Byers opened the popular soul food eatery 5-years-ago, following in the footsteps of his parents who ran a grocery store in Jacksonville for 45 years.
He said many foods are double in price and some of those hikes mean menu items will cost a bit more.
“We’ve actually had to make adjustments to our menu as well to take some items off that are just too expensive to sell for an everyday type of mom-and-pop restaurant,” he said. “In certain cases, we definitely have to change the menu prices. Posting and making our customers aware that we are changing, adding signs on the inside of the restaurant, saying there’s inflation in the prices of meat, maybe seafood, crab meat is through the roof right now.”
The costs of gas, food and other necessities jumped in May, raising inflation to a new four-decade high and giving American households no respite from rising costs. Consumer prices surged 8.6% last month from 12 months earlier, faster than April’s year-over-year surge of 8.3%. On a month-to-month basis, prices jumped 1% from April to May, a steep rise from the 0.3% increase from March to April. Much higher gas prices were to blame for most of that increase. America’s rampant inflation is imposing severe pressures on families, forcing them to pay much more for food, gas and rent and reducing their ability to afford discretionary items, from haircuts to electronics.

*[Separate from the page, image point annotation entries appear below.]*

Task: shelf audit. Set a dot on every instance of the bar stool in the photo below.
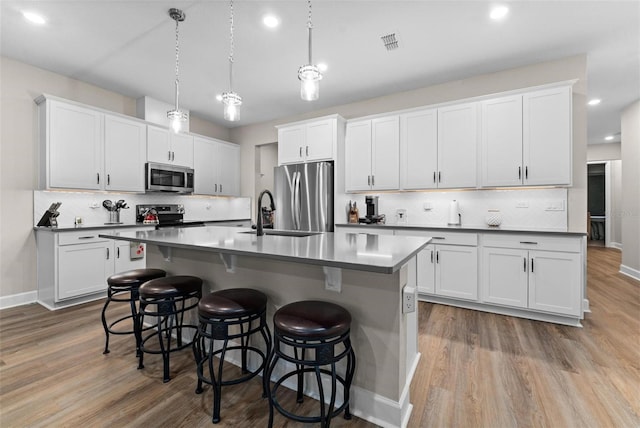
(322, 328)
(123, 287)
(228, 315)
(168, 299)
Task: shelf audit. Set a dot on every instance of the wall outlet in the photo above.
(408, 299)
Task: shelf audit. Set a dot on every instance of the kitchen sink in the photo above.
(296, 233)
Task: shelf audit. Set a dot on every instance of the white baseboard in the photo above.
(617, 245)
(18, 299)
(630, 272)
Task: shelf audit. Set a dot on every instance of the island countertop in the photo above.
(358, 251)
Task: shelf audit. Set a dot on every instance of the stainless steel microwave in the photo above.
(168, 178)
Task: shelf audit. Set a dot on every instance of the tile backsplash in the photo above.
(80, 204)
(527, 208)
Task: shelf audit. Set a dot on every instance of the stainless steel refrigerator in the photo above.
(304, 196)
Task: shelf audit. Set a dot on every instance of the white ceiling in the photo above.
(128, 47)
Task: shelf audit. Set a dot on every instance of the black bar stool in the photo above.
(228, 315)
(123, 287)
(168, 299)
(322, 328)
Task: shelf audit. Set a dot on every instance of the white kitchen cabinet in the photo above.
(125, 153)
(547, 136)
(419, 150)
(533, 272)
(216, 167)
(457, 146)
(165, 146)
(72, 146)
(372, 154)
(309, 141)
(448, 266)
(526, 139)
(73, 266)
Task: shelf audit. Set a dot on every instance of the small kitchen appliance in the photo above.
(163, 216)
(372, 216)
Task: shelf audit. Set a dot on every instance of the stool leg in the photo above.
(104, 321)
(351, 368)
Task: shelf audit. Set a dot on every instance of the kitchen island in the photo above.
(366, 274)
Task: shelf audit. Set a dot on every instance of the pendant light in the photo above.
(309, 75)
(230, 100)
(177, 116)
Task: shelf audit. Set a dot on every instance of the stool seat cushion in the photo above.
(171, 286)
(232, 303)
(131, 277)
(312, 319)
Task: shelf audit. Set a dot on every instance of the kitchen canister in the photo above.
(494, 217)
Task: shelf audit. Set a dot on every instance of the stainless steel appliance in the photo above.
(169, 215)
(304, 197)
(168, 178)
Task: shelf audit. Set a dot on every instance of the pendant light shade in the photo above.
(309, 75)
(230, 100)
(176, 116)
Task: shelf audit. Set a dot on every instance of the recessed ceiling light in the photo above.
(34, 18)
(271, 21)
(499, 12)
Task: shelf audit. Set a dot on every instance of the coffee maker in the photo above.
(372, 215)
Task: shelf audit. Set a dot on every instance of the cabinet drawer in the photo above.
(533, 242)
(81, 237)
(447, 238)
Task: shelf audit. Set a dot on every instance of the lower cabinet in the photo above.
(73, 266)
(548, 278)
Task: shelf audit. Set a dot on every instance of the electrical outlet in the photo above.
(408, 299)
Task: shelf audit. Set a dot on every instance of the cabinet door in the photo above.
(385, 153)
(158, 146)
(547, 136)
(181, 149)
(504, 276)
(451, 280)
(320, 140)
(426, 272)
(291, 141)
(457, 146)
(502, 142)
(205, 166)
(229, 169)
(125, 154)
(419, 150)
(75, 147)
(555, 282)
(83, 269)
(358, 156)
(123, 260)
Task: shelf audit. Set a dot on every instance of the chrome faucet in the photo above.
(259, 229)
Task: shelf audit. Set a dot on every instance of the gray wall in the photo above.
(19, 86)
(631, 199)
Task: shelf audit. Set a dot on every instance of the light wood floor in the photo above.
(477, 370)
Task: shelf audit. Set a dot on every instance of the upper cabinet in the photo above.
(526, 139)
(82, 148)
(309, 141)
(438, 147)
(217, 167)
(165, 146)
(372, 154)
(125, 153)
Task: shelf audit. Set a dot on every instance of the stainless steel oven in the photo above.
(168, 178)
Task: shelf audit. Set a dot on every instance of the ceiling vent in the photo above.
(390, 41)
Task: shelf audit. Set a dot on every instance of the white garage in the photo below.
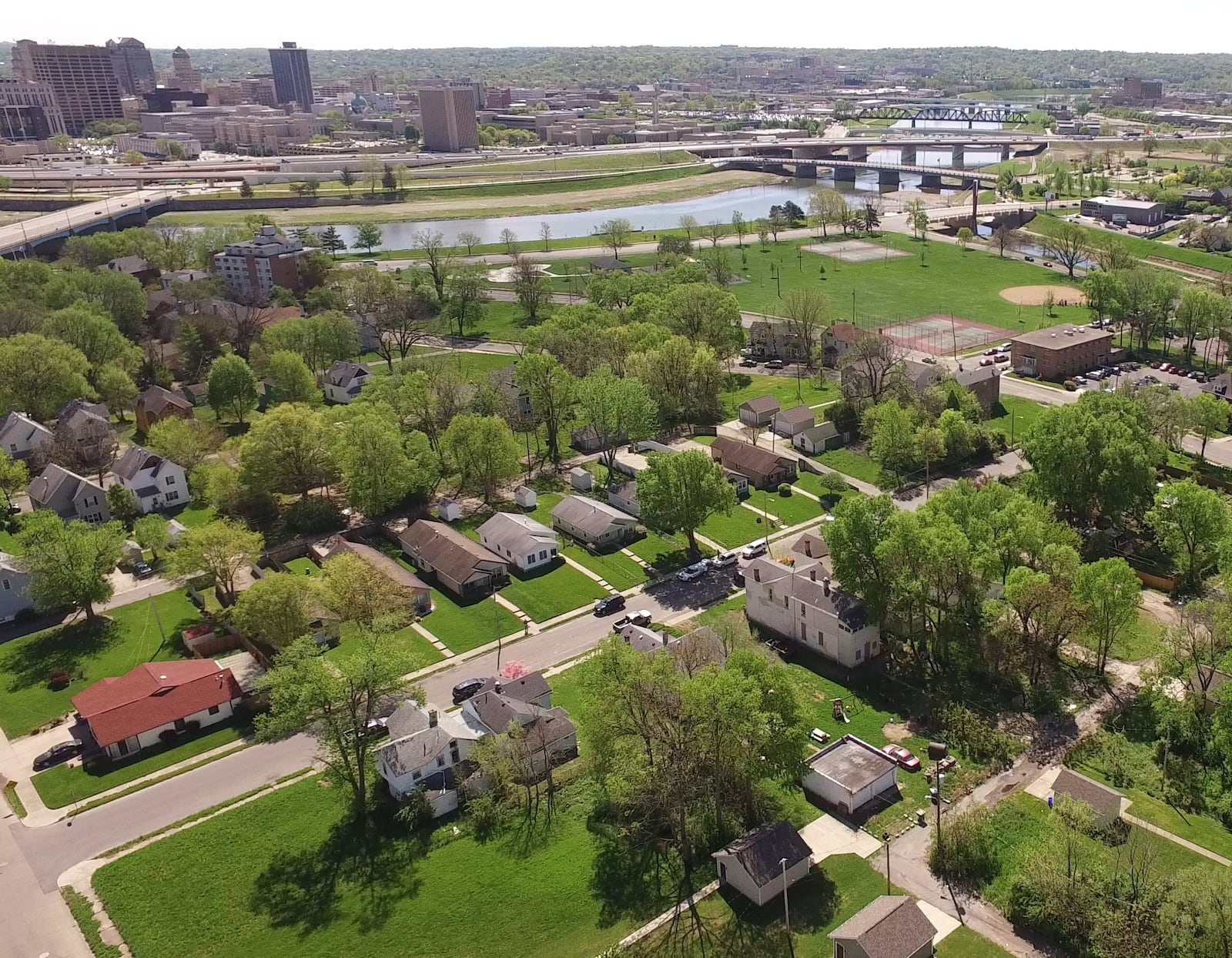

With rent and home prices spiking, families living paycheck to paycheck are most affected.
Surveys show that Americans see high inflation as the nation’s top problem, and most disapprove of President Joe Biden’s handling of the economy. Congressional Republicans are hammering Democrats on the issue in the run-up to midterm elections this fall.
Some evidence in recent weeks had suggested that inflation might be moderating, particularly for long-lasting goods that were caught up in supply chain snarls and shortages last year. But that trend appeared to reverse itself in May, with used car prices rising 1.8% after having dropped for three straight months.
New car prices also rose, a consequence of auto production remaining hamstrung by shortages of semiconductors.